Quasi-layered sodium titanates have been extensively studied as anode materials for sodium-ion batteries (SIBs) owing to their quasi-zero-strain intercalative storage chemistry and high theoretical capacity. However, their sluggish sodiation kinetics and unstable electrode/electrolyte interface lead to rapid capacity decay at low temperatures. Herein, the local electronic structure and interlayer spacing of Na₂Ti₂O₅ are finely regulated by heteroelement Sn-doping, oxygen rich vacancies, and carbon-confined structure (Sn-HNTO@C) to improve low-temperature performance. Theoretical calculations and Sn doping concentration control confirm that appropriate concentrations of heteroelement Sn-doping and vacancy defects can redistribute charge density, enhance Na⁺ adsorption, reduce Na⁺ diffusion energy barriers, and endow Sn-HNTO@C anode with stable capacity. In addition, optimizing electrolyte systems at low temperatures allows Sn-HNTO@C to exhibit a Na⁺-solvent co-intercalation storage mechanism in ether-based electrolytes, avoiding high desolvent energy barriers and reducing charge transfer activation energy.
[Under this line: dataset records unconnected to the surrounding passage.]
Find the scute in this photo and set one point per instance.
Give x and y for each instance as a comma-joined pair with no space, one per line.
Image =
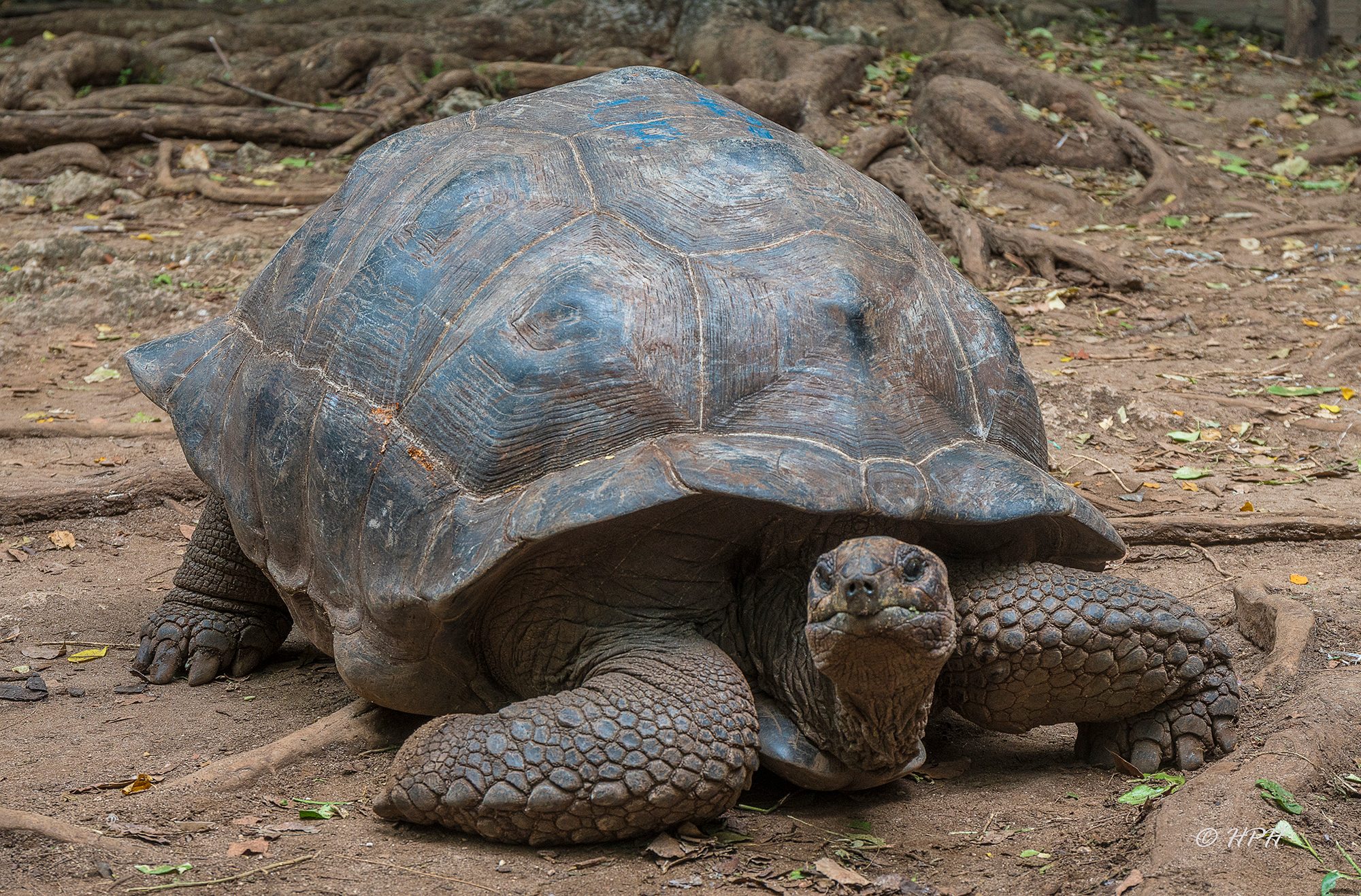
595,301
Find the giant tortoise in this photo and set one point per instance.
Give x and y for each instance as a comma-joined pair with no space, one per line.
643,442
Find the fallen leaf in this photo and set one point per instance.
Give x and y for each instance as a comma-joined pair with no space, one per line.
840,873
250,847
1130,881
101,374
668,847
1190,473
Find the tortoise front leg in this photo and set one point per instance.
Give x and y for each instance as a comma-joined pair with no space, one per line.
223,614
657,734
1138,670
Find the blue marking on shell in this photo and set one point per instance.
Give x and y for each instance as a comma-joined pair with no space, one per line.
755,125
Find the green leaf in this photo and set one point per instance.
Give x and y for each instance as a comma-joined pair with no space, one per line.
1152,787
164,869
1298,391
1288,835
101,374
323,808
1190,473
1273,791
1232,159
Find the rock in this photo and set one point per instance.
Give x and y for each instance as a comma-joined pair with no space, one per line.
1039,14
74,188
13,194
1276,624
617,58
251,156
195,159
462,100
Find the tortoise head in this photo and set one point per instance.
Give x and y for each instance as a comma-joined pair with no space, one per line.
881,627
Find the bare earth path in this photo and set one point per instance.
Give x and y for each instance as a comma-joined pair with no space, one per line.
1190,412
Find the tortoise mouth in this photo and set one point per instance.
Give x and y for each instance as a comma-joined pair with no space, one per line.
928,633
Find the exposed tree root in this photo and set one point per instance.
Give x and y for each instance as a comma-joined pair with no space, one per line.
55,159
61,831
27,499
359,722
111,129
523,77
1336,154
968,116
1208,529
978,240
169,183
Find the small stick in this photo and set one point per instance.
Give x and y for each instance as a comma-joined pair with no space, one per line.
296,104
413,870
131,647
58,829
1213,584
217,50
263,869
1100,463
1213,561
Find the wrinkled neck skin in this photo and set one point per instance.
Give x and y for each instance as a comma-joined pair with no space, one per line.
868,704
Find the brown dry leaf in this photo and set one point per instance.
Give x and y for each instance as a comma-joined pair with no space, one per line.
250,847
668,847
62,538
840,873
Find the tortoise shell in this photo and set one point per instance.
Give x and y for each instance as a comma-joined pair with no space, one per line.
574,307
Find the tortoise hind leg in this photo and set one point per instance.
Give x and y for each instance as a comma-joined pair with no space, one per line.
1138,670
223,614
661,733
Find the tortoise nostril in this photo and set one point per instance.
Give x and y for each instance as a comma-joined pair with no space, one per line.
861,588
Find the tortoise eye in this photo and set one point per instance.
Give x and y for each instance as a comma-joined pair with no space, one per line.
823,576
913,567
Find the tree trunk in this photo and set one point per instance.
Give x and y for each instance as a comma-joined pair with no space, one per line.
1306,28
1141,12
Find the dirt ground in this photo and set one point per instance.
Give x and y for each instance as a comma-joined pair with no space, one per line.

Furthermore, the thin, stable solid electrolyte interface rich in organic components promotes the low-temperature interfacial Na⁺ kinetics. Consequently, Sn-HNTO@C anode delivers high capacity over 500 cycles (177 mAh g⁻¹) and Sn-HNTO@C//Na₃(VPO₄)₂F₃ full cell presents 91 mAh g⁻¹ over 200 cycles (−15 °C). This study provides unique guidance for optimizing sodium titanate anodes and emphasizes the importance of the low-temperature electrode/electrolyte interface for SIBs.